Artists are able to freely determine their aesthetic reference points. Sometimes an artist’s taste can be very strange and difficult for most people to accept by considering what is known as bad, scary, or beautiful as something beautiful and has a high aesthetic value in his eyes.
To establish an aesthetic point of reference in a person is a long process, a process that does not happen overnight, but starts from the person not having an understanding of aesthetics at all, to where he is now and what he has become. The process of forming an aesthetic point will never stop and will continue to move along with the experiences gained. The thing that affects the change in aesthetic value owned by a person is based on a person’s psychological experience which is much influenced by the surrounding environment, the treatment he gets, the pleasure or sadness he feels, and the interest in something. All will be calculated as a psychological experience which in the end the experience leads to a temporary point of beauty itself, a point of beauty that leads to its own sensation, whether it is happy, joyful, satisfied or so on.
Whether we realize it or not, media is the source of the experiences we get, which builds a lot of aesthetic conceptions. Then when we are able to describe and present how aesthetic we personally think, we will realize that we are in a cultural industry.

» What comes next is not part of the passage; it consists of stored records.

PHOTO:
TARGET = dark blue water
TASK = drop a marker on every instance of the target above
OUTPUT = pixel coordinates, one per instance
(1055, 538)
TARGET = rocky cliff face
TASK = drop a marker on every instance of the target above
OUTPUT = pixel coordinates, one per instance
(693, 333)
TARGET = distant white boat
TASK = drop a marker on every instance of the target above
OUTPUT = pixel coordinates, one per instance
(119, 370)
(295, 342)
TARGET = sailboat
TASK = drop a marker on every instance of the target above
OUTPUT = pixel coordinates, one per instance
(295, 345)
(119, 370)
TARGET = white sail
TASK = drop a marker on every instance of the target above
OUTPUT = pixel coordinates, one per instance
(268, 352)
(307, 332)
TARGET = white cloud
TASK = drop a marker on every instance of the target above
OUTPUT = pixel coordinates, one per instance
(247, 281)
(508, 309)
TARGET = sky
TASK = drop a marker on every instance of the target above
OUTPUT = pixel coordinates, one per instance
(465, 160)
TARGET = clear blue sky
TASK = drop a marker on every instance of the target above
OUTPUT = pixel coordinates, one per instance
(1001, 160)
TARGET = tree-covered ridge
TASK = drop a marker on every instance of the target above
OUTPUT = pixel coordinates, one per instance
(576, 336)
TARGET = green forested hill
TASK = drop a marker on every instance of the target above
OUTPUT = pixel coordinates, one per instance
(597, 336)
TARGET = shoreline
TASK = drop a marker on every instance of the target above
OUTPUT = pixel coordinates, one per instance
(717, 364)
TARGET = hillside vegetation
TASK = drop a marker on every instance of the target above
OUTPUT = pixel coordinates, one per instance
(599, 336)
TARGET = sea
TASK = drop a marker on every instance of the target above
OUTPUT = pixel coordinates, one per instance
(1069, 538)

What is faced and calculated is part of a cultural industry that reflects the consolidation of commodity fetishism, domination, over exchange and the rise of state capitalism, the cultural industry shapes the tastes and inclinations of the masses, thus molding their consciousness by instilling their desires for false needs1. The cultural industry has an impact in a certain time that can be very long or very short, the cultural industry approach described by the Frankrut school is closely related to monopolistic practices carried out by a power that has power in a certain territory (the state) to make the people in it can still be controlled behavior through the doctrine of culture that is implanted. Apart from the state, the cultural industry is also carried out by a handful of minorities who have strong idealism towards a cultural flow as a resistance behavior to the growing popular culture.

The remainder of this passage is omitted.